Independent Film Company rereleases Boyhood July 31 with a recorded Q&A, testing a low-cost strategy for generating revenue from its 12-year catalog library of films.
Independent Film Company said Monday it will rerelease Boyhood in theaters July 31. The 12th-anniversary run includes a special screening July 18 at the Austin Film Society with director Richard Linklater, star Ellar Coltrane, Ethan Hawke and Patricia Arquette. That Q&A will be recorded and played before theatrical showings starting July 31.
Linklater shot Boyhood over 12 years, letting Coltrane age on screen. The film premiered at the 2014 Sundance Film Festival. Arquette won the supporting-actress Oscar. Hawke was nominated, as were Linklater for directing and writing, editor Sandra Adair and the film itself for best picture.

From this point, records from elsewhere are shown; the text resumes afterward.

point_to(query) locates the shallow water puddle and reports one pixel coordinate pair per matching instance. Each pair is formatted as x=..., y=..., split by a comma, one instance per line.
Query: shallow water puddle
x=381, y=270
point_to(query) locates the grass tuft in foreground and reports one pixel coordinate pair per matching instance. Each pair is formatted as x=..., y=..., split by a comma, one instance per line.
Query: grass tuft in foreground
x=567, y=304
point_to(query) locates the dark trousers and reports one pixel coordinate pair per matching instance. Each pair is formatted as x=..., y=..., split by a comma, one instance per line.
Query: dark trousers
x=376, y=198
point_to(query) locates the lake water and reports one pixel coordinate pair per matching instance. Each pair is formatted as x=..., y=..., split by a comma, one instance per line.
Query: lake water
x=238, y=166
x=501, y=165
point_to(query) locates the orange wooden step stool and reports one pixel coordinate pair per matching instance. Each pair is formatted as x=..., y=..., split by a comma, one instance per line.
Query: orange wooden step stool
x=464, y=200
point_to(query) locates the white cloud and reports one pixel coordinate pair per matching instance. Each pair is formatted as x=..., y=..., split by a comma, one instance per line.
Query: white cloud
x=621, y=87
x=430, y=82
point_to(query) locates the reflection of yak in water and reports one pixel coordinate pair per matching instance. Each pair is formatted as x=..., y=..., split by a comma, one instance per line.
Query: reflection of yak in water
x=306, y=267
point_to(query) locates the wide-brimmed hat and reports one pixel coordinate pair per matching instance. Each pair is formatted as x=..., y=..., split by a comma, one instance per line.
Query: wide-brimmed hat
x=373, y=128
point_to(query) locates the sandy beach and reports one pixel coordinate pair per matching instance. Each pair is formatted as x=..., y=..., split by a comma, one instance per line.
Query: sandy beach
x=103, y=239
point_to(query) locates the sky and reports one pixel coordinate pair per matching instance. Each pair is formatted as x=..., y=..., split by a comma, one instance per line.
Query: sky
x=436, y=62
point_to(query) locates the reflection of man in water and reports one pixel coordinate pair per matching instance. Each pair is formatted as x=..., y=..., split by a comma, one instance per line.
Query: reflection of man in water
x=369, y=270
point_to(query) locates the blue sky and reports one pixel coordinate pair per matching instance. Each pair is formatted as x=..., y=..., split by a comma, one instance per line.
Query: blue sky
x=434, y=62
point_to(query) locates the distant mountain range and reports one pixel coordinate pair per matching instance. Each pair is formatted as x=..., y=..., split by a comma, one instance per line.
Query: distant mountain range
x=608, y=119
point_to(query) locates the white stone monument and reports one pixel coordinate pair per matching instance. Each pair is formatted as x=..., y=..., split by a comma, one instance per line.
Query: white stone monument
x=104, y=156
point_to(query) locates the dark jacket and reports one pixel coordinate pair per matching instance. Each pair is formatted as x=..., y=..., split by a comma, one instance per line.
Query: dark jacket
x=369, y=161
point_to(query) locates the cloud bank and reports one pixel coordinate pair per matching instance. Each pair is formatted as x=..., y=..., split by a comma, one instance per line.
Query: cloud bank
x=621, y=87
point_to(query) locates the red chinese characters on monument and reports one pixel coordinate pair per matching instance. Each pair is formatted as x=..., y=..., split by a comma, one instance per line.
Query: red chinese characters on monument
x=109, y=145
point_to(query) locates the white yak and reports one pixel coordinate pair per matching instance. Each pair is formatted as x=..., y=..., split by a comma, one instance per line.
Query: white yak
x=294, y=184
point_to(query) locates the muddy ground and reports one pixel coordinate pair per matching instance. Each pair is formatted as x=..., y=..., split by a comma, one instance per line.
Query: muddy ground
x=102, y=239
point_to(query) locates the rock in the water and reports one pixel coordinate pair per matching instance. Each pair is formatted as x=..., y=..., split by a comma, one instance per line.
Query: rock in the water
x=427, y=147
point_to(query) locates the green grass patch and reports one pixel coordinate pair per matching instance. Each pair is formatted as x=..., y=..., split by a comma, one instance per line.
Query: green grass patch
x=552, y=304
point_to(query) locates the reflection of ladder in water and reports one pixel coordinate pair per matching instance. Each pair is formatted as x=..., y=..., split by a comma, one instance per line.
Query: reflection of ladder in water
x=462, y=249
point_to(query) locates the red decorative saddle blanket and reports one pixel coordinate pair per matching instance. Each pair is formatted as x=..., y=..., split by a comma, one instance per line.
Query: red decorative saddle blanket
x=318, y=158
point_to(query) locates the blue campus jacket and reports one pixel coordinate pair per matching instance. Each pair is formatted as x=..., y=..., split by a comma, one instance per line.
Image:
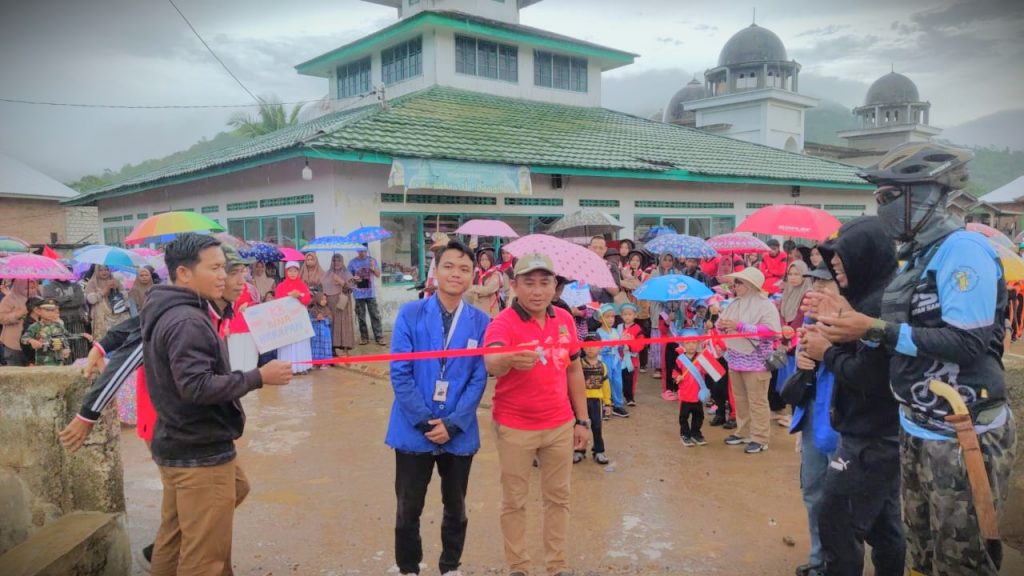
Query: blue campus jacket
x=418, y=328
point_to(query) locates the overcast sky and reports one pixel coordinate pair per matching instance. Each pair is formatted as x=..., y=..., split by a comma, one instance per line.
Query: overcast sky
x=966, y=57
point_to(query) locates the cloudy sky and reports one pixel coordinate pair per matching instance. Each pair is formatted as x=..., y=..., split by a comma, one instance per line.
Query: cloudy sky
x=965, y=56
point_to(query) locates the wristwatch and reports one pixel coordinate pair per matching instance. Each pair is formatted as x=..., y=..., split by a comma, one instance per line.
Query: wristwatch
x=877, y=332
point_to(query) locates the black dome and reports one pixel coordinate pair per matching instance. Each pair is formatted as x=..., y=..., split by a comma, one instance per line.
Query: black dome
x=752, y=44
x=892, y=88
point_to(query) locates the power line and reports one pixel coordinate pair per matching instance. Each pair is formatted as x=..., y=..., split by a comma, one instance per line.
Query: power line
x=214, y=54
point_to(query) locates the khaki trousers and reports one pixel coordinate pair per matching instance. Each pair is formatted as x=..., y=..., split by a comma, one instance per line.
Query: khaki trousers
x=516, y=450
x=197, y=519
x=753, y=414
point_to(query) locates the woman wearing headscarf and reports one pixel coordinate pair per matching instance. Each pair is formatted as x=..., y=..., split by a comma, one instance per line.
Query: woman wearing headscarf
x=486, y=284
x=750, y=313
x=293, y=287
x=145, y=279
x=311, y=274
x=12, y=314
x=261, y=281
x=338, y=287
x=108, y=302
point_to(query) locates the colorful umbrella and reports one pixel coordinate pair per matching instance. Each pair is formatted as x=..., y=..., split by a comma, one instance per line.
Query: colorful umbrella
x=673, y=287
x=793, y=220
x=738, y=244
x=366, y=235
x=232, y=241
x=571, y=260
x=12, y=245
x=681, y=246
x=991, y=234
x=109, y=256
x=262, y=251
x=291, y=254
x=31, y=266
x=164, y=228
x=654, y=232
x=331, y=244
x=481, y=227
x=585, y=222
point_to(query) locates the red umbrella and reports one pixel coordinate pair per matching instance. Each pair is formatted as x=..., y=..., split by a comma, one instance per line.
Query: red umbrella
x=792, y=220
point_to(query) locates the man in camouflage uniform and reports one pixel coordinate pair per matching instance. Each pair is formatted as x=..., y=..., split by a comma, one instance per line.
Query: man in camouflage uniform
x=941, y=320
x=47, y=336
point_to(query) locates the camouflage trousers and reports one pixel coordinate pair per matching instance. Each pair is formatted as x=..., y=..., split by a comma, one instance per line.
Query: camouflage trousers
x=941, y=523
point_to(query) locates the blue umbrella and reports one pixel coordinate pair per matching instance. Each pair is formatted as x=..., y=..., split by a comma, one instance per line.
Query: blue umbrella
x=367, y=234
x=262, y=251
x=673, y=287
x=681, y=246
x=654, y=232
x=331, y=244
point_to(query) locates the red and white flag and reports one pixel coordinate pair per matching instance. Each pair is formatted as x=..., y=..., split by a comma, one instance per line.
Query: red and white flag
x=711, y=365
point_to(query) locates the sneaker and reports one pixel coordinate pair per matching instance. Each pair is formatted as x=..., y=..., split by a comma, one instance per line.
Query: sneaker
x=754, y=448
x=143, y=558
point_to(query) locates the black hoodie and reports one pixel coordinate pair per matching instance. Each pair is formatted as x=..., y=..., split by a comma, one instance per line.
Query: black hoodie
x=862, y=400
x=195, y=393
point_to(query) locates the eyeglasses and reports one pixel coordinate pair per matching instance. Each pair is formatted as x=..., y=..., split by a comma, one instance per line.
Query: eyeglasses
x=888, y=194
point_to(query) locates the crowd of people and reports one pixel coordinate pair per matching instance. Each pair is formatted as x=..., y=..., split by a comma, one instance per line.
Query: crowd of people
x=837, y=342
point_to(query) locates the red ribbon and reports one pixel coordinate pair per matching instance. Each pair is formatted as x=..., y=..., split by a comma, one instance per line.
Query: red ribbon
x=573, y=347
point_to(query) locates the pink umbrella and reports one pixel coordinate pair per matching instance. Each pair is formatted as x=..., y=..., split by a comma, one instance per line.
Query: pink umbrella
x=738, y=244
x=31, y=266
x=480, y=227
x=291, y=254
x=792, y=220
x=571, y=260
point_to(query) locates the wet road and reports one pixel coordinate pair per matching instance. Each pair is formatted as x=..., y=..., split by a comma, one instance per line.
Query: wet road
x=323, y=500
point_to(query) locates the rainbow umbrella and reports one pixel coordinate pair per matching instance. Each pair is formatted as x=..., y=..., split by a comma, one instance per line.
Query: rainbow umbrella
x=109, y=256
x=12, y=245
x=164, y=228
x=367, y=234
x=31, y=266
x=331, y=244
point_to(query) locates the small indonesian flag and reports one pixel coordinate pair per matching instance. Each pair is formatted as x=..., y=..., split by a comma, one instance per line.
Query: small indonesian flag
x=710, y=364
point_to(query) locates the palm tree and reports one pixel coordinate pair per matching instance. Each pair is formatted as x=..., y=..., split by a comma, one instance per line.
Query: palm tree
x=270, y=117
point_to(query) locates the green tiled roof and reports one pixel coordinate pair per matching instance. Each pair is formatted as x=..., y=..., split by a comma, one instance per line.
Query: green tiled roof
x=449, y=123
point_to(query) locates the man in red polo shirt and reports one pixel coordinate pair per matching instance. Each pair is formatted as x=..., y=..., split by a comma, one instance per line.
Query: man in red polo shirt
x=540, y=410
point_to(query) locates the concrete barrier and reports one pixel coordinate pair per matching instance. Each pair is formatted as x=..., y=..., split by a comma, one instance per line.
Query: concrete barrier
x=41, y=484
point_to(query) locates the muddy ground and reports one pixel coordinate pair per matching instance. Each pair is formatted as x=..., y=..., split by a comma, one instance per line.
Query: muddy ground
x=323, y=500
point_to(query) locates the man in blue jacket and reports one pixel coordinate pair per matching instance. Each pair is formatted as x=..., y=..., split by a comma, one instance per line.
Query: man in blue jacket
x=433, y=418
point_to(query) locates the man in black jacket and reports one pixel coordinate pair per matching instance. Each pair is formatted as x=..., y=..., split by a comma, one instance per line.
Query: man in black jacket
x=861, y=500
x=199, y=415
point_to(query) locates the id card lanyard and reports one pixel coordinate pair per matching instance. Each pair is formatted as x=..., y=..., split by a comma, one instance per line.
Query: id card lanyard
x=448, y=340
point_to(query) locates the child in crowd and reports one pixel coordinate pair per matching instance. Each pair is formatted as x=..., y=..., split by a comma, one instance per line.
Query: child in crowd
x=46, y=335
x=320, y=315
x=611, y=356
x=595, y=375
x=692, y=392
x=631, y=354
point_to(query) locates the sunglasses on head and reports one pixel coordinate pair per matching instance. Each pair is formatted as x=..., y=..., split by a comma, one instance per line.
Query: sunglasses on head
x=888, y=194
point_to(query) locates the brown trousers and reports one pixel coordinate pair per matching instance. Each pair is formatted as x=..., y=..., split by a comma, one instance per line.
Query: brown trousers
x=553, y=449
x=197, y=519
x=753, y=414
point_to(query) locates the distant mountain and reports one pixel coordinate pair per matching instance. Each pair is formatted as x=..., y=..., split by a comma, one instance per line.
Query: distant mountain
x=999, y=130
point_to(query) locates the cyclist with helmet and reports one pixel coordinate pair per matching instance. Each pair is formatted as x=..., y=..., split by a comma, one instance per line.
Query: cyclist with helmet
x=941, y=319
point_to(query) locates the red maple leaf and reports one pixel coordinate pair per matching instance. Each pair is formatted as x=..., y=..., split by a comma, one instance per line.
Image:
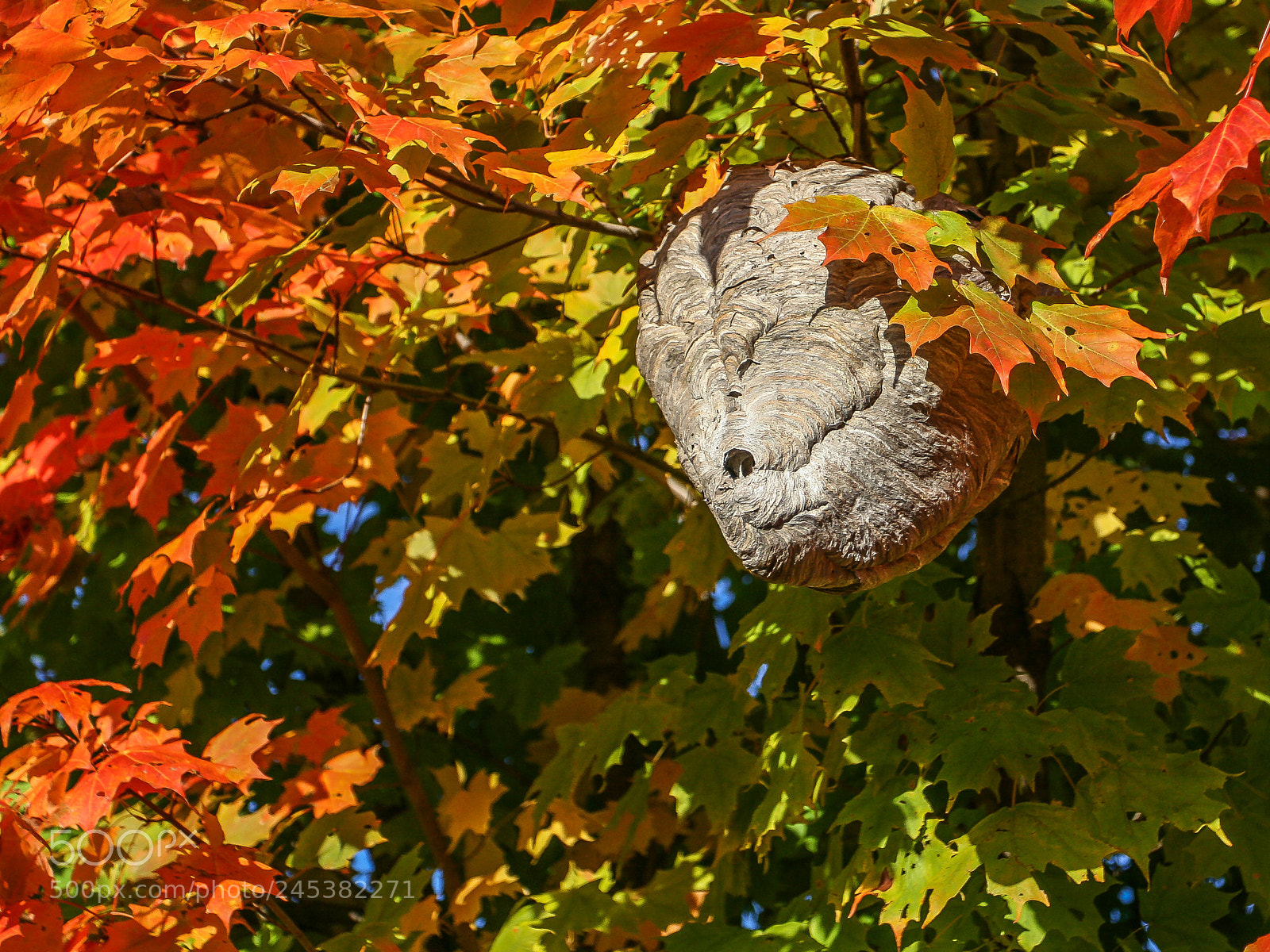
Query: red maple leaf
x=65, y=698
x=717, y=36
x=1187, y=192
x=1168, y=14
x=235, y=748
x=444, y=139
x=221, y=876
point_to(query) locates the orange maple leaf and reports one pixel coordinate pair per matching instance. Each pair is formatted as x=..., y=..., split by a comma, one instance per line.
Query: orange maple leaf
x=854, y=228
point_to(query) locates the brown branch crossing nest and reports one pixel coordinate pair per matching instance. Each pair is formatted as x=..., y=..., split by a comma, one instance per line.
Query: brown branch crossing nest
x=831, y=454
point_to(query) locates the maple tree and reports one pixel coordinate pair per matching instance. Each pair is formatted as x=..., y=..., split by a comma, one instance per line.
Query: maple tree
x=353, y=596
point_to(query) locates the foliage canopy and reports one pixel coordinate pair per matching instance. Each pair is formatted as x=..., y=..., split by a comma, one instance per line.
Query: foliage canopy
x=353, y=596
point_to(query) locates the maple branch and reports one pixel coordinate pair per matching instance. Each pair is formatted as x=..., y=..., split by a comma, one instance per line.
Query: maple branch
x=328, y=589
x=414, y=391
x=603, y=228
x=508, y=205
x=856, y=95
x=1156, y=258
x=94, y=330
x=816, y=95
x=271, y=904
x=469, y=259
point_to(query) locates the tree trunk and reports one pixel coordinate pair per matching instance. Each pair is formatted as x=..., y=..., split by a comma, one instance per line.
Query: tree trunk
x=1011, y=566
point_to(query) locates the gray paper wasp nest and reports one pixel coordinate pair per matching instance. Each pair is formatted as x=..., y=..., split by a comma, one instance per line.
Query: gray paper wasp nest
x=831, y=454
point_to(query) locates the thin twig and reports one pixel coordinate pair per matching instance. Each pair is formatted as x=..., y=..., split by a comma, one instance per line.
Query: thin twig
x=1057, y=480
x=507, y=205
x=1155, y=259
x=285, y=920
x=816, y=95
x=1208, y=748
x=357, y=452
x=469, y=259
x=857, y=97
x=321, y=581
x=302, y=365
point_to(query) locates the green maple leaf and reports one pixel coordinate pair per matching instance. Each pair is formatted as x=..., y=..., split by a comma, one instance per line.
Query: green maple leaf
x=713, y=778
x=878, y=647
x=1099, y=340
x=1016, y=251
x=856, y=230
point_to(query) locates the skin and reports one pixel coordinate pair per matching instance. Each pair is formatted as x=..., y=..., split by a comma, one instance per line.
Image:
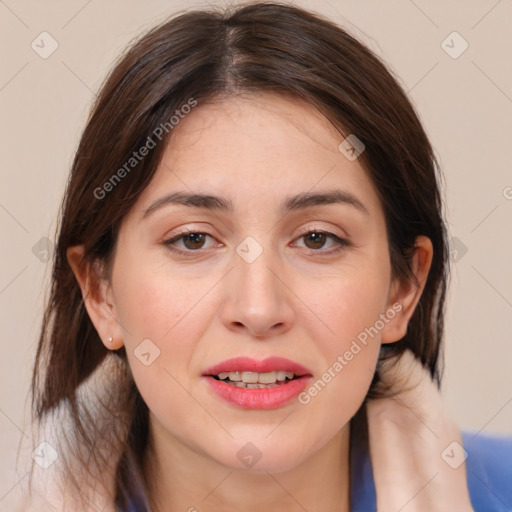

The rerelease is a low-risk experiment. Independent Film Company holds a catalog of titles whose production costs were recovered years ago. Any revenue from a rerelease is pure margin. A recorded Q&A adds new value and lets smaller venues screen the content without flying in talent. The company incurs little marketing or production expense beyond the recording.
The strategy carries a constraint. Rereleases work only when the original film has durable cultural resonance. Boyhood has that. The film is still taught in film schools and referenced in criticism. Not every Independent Film Company title does.
Independent Film Company will announce additional participating theaters in the coming weeks. The July 18 screening is a one-off. The recorded Q&A makes the experience portable.